Mon rêve, c’était de faire naître des enfants. À la place, j’en enterre. Je voulais m’occuper de bébés, materner des nourrissons, et je vis dans un monde d’adultes où je suis confrontée aux plus sombres d’entre nous.
Il m’arrive de me demander ce que j’ai fait au ciel pour exercer le métier d’avocat pénaliste. Le meilleur travail possible laisse immuablement d’un côté un mort, un viol, une invalidité, un traumatisme, de l’autre un être humain qui, au-delà des faits, part vivre des années derrière les barreaux et laisse invariablement un amour, des enfants, des parents qui le pleurent.
J’ai beau me démener pour gagner, je ne ressuscite pas les morts. J’ai beau prendre dans mes bras les endeuillés et les meurtris, je ne ramène pas l’être perdu, la sérénité envolée. Je ne peux pas enlever le mal, et je dois vivre avec son souvenir en passant à la souffrance suivante. Ma tête est peuplée de cadavres, de vies envolées, de corps souillés, profanés, et de photos, souvent insoutenables, figurant au dossier. Je dois pourtant m’y confronter, car elles contiennent une part de la vérité recherchée.

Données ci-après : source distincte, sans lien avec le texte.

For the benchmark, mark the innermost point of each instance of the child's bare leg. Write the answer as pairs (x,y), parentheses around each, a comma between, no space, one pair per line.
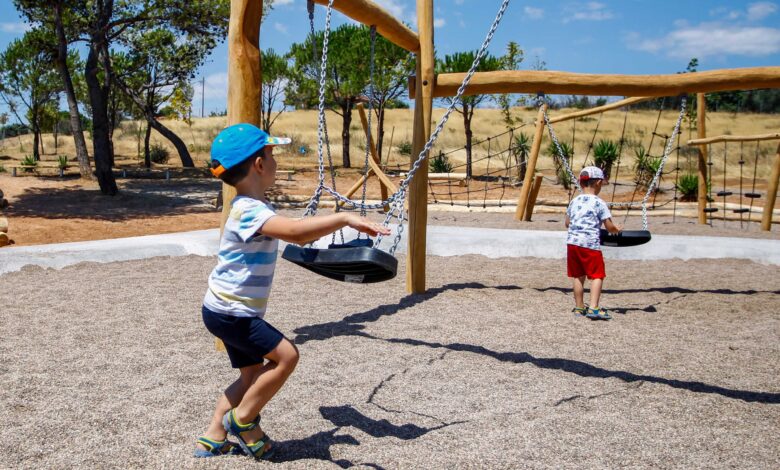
(230,399)
(579,291)
(268,381)
(595,291)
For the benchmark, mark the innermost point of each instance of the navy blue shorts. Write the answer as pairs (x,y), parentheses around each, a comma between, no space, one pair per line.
(247,339)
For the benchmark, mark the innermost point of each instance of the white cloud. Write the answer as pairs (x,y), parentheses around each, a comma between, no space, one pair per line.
(14,28)
(760,10)
(216,86)
(533,13)
(711,39)
(280,27)
(590,11)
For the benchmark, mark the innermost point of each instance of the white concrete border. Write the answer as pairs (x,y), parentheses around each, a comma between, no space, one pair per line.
(442,241)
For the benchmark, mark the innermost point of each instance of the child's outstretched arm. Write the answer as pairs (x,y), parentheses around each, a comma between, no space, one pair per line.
(302,231)
(612,227)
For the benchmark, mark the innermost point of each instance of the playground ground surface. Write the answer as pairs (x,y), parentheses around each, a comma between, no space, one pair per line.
(109,366)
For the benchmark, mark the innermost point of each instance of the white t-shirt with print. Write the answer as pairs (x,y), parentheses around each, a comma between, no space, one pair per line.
(240,283)
(586,214)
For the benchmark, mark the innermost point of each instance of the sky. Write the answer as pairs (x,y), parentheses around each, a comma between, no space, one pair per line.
(608,36)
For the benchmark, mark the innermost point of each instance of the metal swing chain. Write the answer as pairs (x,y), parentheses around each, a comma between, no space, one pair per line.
(396,200)
(656,178)
(400,194)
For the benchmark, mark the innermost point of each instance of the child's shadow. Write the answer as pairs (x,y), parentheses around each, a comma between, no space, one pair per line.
(318,445)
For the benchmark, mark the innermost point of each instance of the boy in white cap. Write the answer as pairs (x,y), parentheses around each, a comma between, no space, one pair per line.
(235,302)
(584,217)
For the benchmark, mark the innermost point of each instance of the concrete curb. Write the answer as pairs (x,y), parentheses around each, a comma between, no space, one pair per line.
(442,241)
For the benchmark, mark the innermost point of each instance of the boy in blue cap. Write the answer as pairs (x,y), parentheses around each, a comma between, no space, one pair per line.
(584,217)
(235,302)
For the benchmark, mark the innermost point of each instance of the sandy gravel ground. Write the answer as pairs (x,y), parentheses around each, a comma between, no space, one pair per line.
(109,366)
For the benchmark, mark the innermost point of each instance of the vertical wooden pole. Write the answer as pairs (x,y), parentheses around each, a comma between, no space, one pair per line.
(529,208)
(244,74)
(771,194)
(701,129)
(244,80)
(531,164)
(418,188)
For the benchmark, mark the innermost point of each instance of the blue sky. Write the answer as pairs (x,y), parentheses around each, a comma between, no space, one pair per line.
(608,36)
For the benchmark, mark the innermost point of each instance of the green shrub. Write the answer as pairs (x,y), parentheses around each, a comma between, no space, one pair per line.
(605,153)
(29,161)
(440,163)
(688,186)
(158,154)
(405,148)
(560,169)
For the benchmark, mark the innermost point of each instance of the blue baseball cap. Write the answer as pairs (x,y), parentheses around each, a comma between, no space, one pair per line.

Mon quotidien est fait de larmes, et le meilleur des résultats ne réjouira personne, surtout au pénal. Ni la famille de la victime ni celle de l’auteur ne m’associeront à un souvenir heureux. Mes plus beaux trophées sont des lettres de remerciements que je conserve précieusement. Même quand je « réussis un divorce », une partie de l’activité de mon cabinet, les gens, je ne les marie pas ! Si quelqu’un pousse la porte de mon bureau, c’est qu’il endure un drame ou un contentieux qui lui pourrit la vie. Je n’effacerai rien. Je réparerai, un peu. Humainement, je m’y emploie, judiciairement… si la justice suit !
Quand je pense à ce triste sort professionnel, c’est parfaitement désespérant, mais en vérité, j’ai rarement le temps de penser !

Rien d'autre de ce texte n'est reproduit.